Schools to move away from preparing Catholic children for sacraments
CONFIRMATION and communion preparation is to take place outside schools in Ireland's largest Catholic diocese.
A survey this year found there was a strong demand for parents and parishes to play a greater role in readying children for sacraments.
A review group was set up by Archbishop of Dublin Diarmuid Martin following concerns that sacraments risked being turned into "social occasions".
Primary responsibility for preparing Catholic children for First Holy Communion falls upon teachers and schools at present.
While mainly done in Catholic schools, some integrated primaries in Northern Ireland also get children ready for sacraments including First Penance and First Communion.

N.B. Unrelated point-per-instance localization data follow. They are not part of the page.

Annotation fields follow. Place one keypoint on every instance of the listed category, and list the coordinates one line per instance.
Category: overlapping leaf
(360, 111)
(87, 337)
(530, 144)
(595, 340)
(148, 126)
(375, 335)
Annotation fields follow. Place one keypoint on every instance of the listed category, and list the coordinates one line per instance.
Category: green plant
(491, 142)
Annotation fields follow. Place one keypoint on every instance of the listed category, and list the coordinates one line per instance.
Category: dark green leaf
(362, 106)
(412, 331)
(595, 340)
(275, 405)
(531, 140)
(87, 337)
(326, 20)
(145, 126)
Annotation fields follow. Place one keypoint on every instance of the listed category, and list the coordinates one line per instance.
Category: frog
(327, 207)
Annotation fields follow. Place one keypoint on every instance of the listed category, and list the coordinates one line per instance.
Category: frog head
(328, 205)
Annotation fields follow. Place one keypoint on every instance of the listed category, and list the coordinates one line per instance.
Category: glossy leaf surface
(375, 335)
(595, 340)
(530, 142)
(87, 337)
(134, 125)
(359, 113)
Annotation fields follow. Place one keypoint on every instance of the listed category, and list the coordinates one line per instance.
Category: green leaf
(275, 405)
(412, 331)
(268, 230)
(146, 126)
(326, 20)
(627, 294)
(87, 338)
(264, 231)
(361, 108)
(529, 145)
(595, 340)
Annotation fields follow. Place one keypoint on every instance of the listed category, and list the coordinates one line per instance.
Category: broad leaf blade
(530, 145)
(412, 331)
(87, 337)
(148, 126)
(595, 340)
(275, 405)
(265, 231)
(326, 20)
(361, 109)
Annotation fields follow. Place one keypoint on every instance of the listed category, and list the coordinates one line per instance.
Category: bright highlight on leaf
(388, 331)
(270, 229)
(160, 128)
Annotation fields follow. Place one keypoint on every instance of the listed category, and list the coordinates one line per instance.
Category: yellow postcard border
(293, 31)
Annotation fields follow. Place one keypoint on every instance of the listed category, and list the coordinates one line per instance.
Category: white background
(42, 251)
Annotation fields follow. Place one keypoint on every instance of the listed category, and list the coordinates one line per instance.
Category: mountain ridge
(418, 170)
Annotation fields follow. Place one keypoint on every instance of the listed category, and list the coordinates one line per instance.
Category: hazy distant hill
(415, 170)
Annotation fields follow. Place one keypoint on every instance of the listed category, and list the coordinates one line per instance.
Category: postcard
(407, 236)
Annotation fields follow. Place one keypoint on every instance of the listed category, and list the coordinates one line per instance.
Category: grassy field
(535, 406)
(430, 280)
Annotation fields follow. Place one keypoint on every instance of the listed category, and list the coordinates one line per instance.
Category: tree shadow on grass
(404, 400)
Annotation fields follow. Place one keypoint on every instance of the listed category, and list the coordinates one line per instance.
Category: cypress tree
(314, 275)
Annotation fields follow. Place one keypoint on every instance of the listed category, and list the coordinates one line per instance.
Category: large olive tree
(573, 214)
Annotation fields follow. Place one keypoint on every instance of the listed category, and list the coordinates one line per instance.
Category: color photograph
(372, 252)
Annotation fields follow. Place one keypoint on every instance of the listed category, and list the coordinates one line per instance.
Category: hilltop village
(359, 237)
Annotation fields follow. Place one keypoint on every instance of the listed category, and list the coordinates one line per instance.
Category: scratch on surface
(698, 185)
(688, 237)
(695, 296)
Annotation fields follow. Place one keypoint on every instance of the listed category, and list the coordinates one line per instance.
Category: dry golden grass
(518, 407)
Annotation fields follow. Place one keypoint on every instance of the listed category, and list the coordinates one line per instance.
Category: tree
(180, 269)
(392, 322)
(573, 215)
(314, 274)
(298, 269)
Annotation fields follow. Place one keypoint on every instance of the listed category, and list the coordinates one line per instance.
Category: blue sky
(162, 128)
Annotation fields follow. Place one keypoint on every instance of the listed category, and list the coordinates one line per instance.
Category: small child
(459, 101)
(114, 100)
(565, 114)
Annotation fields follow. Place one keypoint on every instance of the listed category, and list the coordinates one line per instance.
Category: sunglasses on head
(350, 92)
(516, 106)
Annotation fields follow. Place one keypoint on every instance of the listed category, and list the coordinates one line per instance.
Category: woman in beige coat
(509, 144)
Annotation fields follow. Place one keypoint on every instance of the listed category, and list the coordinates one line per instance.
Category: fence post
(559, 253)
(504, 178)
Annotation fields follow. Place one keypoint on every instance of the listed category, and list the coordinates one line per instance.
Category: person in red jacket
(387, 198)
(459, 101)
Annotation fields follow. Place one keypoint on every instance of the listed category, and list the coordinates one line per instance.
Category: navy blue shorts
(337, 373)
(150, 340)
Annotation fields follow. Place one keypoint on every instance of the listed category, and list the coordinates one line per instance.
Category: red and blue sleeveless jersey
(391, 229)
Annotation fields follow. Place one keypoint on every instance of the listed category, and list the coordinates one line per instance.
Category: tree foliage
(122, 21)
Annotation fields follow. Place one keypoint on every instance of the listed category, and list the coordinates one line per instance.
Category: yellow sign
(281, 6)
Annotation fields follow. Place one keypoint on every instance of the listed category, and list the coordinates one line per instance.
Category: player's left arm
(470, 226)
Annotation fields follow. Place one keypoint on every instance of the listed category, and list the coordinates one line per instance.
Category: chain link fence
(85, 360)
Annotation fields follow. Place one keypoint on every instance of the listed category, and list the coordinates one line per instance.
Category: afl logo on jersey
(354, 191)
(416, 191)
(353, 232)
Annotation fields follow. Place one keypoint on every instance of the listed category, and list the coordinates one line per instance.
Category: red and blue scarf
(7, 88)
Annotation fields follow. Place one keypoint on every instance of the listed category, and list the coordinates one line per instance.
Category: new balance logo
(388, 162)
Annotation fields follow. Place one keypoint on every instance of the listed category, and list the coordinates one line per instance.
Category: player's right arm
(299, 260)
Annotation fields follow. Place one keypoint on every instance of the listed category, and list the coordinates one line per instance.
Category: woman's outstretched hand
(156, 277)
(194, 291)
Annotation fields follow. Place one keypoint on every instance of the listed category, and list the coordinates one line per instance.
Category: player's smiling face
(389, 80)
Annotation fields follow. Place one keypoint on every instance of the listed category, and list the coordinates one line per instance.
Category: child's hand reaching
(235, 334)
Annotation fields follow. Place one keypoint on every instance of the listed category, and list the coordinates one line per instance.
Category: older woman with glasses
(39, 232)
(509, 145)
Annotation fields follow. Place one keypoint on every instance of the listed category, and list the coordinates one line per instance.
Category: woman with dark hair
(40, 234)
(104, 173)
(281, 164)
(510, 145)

It is understood there are discussions taking place in every diocese in Ireland on issues raised by Archbishop Martin.
Earlier this year, three schools in the Republic agreed to take the historic step of relinquishing their Catholic status to becoming multi-demoninational.
The schools in Kerry and Roscommon said preparation for religious celebrations would take place outside school hours in future.
Now, the Archdiocese of Dublin has begun a "process of significant change" in relation to how children are prepared.
Its Priests Council has endorsed "a new approach", which will see parishes assuming responsibility.
Archbishop Martin this week wrote to parishes and priests to explain that training would need to begin immediately to prepare voluntary lay catechists in parishes to support families in preparation for baptism, confession, communion and confirmation.
"At the heart of the proposal is to stress the primary role of families in sacramental preparation," he wrote.
"It also advocates a renewed relationship with Catholic schools in promoting Catholic ethos."
Dr Martin added that any change would be achieved in line with the differing circumstances of each parish.
The proposal was "not something that will be accomplished overnight", he said.
Speaking on RTÉ's Morning Ireland yesterday, Dr Martin said a child's First Communion was drifting away from what was fundamentally a religious event.
"It's a family event. It's something that children will remember for all of their lives but it's also drifting away into commercialism. I saw an advertisement for a communion dress - up to €800," he said.
"Go out around some parts of Dublin suburbs and you'll see marquees and the whole thing is slipping away from what is fundamentally a religious event.
"And that's what we want to try and enhance; working with parents, working with children and schools to ensure that people understand what this is about."